Consider the following abstract idea, for bloom filter matching, that was proposed to me as an alternative to looking up individual candidates one at a time...

Assume we are using a general purpose bloom filter that sets K bits per entry where K is undetermined but > 1

We build a bloom filter for a collection. We then have a candidate list of items we want to check against that filter so we build another filter out of the candidate list. We then perform perform a bit intersection (binary and operation) on the two filters. It is assumed that if any of the bits in the result are set there is a reasonably good probability that one of the items in Set B can be found in set A.

It is my contention that, actually, the probability of a false positive is very high because we are saying if any bit in filter A matches any bit in filter B there is a match. I see this as being no different to the Birthday Paradox where we ask if any person in the room shares any birthday.

Am I wrong or right and (without going beyond simple high school maths - as I am really not that clever) can you prove it? Would this still be an issue if we only set 1 bit per entry?

NB. This is not a "homework question" - check my profile - it is a real world discussion I am having.

Thank you.

Intuitively, I'd come to the same conclusion.

But let's try to do the math.

Take a simple example of a set B of size 1. That would be the normal case when checking if an item is present in the bloom filter. However, there is a large difference in the approach taken to perform that check :

normal approach : check if all bits of B are set in A

proposed approach : check if at least one bit of B is set in A

The chance of false positives is respectively (where m is the number of bits in the bloom filter, k is the number of hash functions, and n is the number of items stored in the bloom filter) :

normal approach : p^k

proposed approach : 1 - (1 - p)^k

where p is the probability that a certain bit is 1 in A :

p = (1 - ((1 - (1 / m))^(kn)))

with k = 3, m = 256, n = 64 for example, we get that p ~= 0.52833, so that would give the following chances of false positives :

normal approach : (0.52833)^3 ~= 0.14747

proposed approach : 1 - (1 - 0.52833)^3 ~= 0.89507

so, the proposed approach has a 6 times higher chance of a false positive (for this example), or almost a 90% chance of a false positive (for this example).

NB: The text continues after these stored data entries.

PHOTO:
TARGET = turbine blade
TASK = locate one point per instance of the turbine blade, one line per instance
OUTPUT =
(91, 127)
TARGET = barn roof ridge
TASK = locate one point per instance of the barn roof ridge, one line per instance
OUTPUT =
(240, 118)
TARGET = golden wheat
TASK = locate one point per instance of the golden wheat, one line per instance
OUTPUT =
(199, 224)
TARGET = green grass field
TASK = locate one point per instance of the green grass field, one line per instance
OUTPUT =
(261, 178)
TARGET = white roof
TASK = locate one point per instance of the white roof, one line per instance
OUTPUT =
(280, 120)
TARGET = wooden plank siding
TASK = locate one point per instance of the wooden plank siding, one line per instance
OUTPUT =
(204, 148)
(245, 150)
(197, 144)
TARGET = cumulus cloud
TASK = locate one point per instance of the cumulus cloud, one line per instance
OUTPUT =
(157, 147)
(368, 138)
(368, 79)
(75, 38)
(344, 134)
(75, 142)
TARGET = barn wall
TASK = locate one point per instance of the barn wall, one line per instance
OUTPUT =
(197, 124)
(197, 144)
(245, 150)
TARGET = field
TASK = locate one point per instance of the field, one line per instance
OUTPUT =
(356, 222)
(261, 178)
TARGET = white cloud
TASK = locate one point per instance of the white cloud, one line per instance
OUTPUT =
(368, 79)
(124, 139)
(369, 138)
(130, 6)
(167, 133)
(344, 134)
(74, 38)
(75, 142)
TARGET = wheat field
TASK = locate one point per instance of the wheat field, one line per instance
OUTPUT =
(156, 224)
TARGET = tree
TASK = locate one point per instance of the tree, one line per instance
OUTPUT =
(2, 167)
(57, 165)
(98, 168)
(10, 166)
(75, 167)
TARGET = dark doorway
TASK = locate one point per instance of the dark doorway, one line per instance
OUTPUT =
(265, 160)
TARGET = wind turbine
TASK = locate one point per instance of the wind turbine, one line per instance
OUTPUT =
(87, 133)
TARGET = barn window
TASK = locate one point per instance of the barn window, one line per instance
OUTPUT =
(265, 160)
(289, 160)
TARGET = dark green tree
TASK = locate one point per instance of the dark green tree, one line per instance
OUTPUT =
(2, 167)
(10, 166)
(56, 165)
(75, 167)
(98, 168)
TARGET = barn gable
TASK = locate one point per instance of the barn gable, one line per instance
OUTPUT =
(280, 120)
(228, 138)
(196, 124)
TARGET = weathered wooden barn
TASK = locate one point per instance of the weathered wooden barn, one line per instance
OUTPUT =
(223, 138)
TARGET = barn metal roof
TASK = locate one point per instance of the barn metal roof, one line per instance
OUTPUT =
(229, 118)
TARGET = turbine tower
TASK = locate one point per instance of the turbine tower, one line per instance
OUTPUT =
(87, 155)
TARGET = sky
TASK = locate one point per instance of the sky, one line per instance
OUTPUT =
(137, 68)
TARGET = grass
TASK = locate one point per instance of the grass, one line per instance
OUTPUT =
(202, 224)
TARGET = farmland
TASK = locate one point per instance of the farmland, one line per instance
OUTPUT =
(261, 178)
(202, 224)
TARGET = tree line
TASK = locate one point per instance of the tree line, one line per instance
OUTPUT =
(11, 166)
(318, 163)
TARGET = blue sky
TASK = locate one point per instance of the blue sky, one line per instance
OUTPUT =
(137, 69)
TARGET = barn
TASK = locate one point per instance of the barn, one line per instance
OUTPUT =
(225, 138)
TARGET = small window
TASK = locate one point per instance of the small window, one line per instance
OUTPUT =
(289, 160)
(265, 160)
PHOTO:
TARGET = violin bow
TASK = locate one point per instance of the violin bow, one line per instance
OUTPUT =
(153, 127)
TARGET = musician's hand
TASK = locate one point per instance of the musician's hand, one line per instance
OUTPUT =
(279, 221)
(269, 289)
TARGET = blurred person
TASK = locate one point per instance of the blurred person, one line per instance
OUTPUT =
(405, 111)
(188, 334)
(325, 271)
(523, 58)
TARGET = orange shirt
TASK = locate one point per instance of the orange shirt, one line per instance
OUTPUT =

Now, let's extrapolate that to a set B of size l. Now :

normal approach : for each of the items, check if all bits from the hash functions are set in A, sequentially

proposed approach : check if at least one bit of B is set in A

The chance of false positives is now respectively :

normal approach : 1 - (1 - p^k)^l

proposed approach : 1 - (1 - p)^qm

where q is the probability that a certain bit is 1 in B :

q = (1 - ((1 - (1 / m))^(kl)))

with k = 3, m = 256, n = 64, l = 8 for example, we get that p ~= 0.52833 and q ~= 0.08966, so that would give the following chances of false positives :

normal approach : 1 - (1 - (0.52833)^3)^8 ~= 0.72096

proposed approach : 1 - (1 - 0.52833)^(0.08966 * 256) ~= 0.99999996

so, the proposed approach has almost a 100% chance of a false positive (for this example).

I know you said not to use maths, but it was the easiest way for me to prove that our intuition is right, and it seems our intuition didn't deceive us heh.

Please do check my calculations, since I just quickly jotted them down.